[SOLVED] Weird restart issue after upgrades

Sep 17, 2021
5
0
20
I replaced my ASUS TUF motherboard with the higher end ASUS ROG and built the system into a new case with better cooling as I was getting high temperatures. The PC runs fine until I put some load on it.

The difference on the CPU (Ryzen 9 5900X) is massive:

Before:
Clock speed: 3700-3800MHz
Temperature: 65-75 degrees C

After:
Clock speed: 4300-4500MHz
Temperature: 35-45 degrees C

Both cases is with "Optimized Defaults" settings from ASUS and no custom overclocking, only letting the CPU boost as usual.

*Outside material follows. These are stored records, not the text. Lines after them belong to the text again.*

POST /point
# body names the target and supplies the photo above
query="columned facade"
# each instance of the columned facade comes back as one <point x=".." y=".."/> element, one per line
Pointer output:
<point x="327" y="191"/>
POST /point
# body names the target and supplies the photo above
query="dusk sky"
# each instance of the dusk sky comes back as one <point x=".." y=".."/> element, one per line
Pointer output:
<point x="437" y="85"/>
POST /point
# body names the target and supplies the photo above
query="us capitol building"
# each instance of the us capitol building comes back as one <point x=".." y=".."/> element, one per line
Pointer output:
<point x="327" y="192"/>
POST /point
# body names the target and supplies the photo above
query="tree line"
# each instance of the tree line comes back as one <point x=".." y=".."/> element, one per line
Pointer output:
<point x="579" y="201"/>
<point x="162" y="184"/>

While this looks like an excellent improvement, whenever the PC is under a high load for a few minutes, it just restarts instantly - nothing in the event logs except the power loss, no sound, nothing. Persists after Windows reinstall and also happens with Linux. Nothing gets logged, PC just cuts out as if I pulled the power cord, then starts back up again and runs fine until there's high load. Temperatures don't exceed 43-44 degrees C at the time of the restart, and drop a bit shortly after.

Perhaps it's due to messing with the fans? My previous CPU cooler (120mm AIO) had a cable from the pump to the CPU fan socket on the motherboard. The new one doesn't and is one of those pumps that just always runs at 100% (not a big deal, it's not noisy), so I plugged a chassis fan into that socket to get the POST to keep quiet, as well as the fact that I needed a place to plug it in.

Besides the new CPU cooler, I have one more chassis fan than before and I used liquid metal instead of traditional thermal paste.

Disabling the CPU Boost in the BIOS stops the problem from happening, but clock speeds go down by about a GHz. It could be a faulty CPU, I guess, but it's rather new yet it never ran at these higher clock speeds due to the cooling issue - but it worked fine.

To make matters even stranger, the same thing happens when the GPU (RTX 3070) is under high load, even with low CPU load. Could my new motherboard be faulty? Or perhaps my temperature sensor isn't working correctly and it's pushing higher than it should - 45 degrees under load feels quite low to me.

System specifications:
ASUS ROG Crosshair VIII Impact Motherboard
AMD Ryzen 9 5900X CPU
2x 32GB G.Skill Trident Z RAM
EVGA nVidia GeForce RTX XC3 Ultra
Gamdias Kratius P1-750G 750W PSU
Cougar Aqua 240 CPU Cooler
3x Cougar HPB 120 Case Fans
2x Phanteks 120mm Case Fans
Phanteks Eclipse 200A Case
Focusrite Scarlett Studio Audio Interface
Dell AW3420DW Monitor
Razer Blackwidow Keyboard
Razer Basilisk V2 Mouse
Logitech c922 Pro Webcam
Logitech 3D Extreme Pro Joystick
Oculus Rift S

Operating systems tested:
Windows 10 Pro for Workstations
Ubuntu 21.04 LTS
 
Last edited:
Thank you for your response. I have updated the full specs above, some of it perhaps unnecessary, but I didn't want to overlook anything.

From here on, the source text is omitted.